# Convex function with linear grow?

I'm looking for a continuous, strictly increasing, strictly convex function $f: \mathbb{R}_{\geq 0} \rightarrow \mathbb{R}_{\geq 0}$, with $f(0)=0$, and such that

$$\lim_{x \rightarrow\infty} \frac{f(x)}{x} \leq c$$

for some $c \in \mathbb{R}_\geq 0$.

Suggestions?

• $f(x) = c\cdot x$ or what am I missing? May 12 '12 at 19:11
• Are you looking for a strictly convex function? May 12 '12 at 19:16
• Sorry, something is missing. Yes, I mean a strictly convex function. May 12 '12 at 19:23
• $f(x)=x+1-\sqrt{x+1}$.
– Did
May 12 '12 at 19:39

## 2 Answers

Let $g\colon \mathbb{R}_{\geq 0}\to \mathbb{R}_{>0}$ be any monotonically increasing function such that $\lim_{x\to\infty} g(x) = c$. Then the function $$f(x) = \int_0^x g(t)\,dt$$ will work.
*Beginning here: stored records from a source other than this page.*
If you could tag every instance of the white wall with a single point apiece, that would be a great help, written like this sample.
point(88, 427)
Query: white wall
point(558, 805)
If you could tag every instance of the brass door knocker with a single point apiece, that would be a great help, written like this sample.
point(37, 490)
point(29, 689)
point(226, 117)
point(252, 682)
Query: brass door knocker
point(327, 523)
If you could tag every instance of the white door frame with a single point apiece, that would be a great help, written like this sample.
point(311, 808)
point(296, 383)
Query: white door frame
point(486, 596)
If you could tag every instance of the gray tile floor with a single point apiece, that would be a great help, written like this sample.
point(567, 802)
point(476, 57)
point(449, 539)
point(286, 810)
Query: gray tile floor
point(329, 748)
In the case $g\equiv c$, you of course get martini's suggestion of $f(x) = cx$.

$$x - 1 \; + \; \; \frac{1}{x+1}$$

If you really want strict increasing and strict convex to include $0$ and slightly negative numbers,

$$x - \frac{1}{2} \; + \; \; \frac{1}{x+2}$$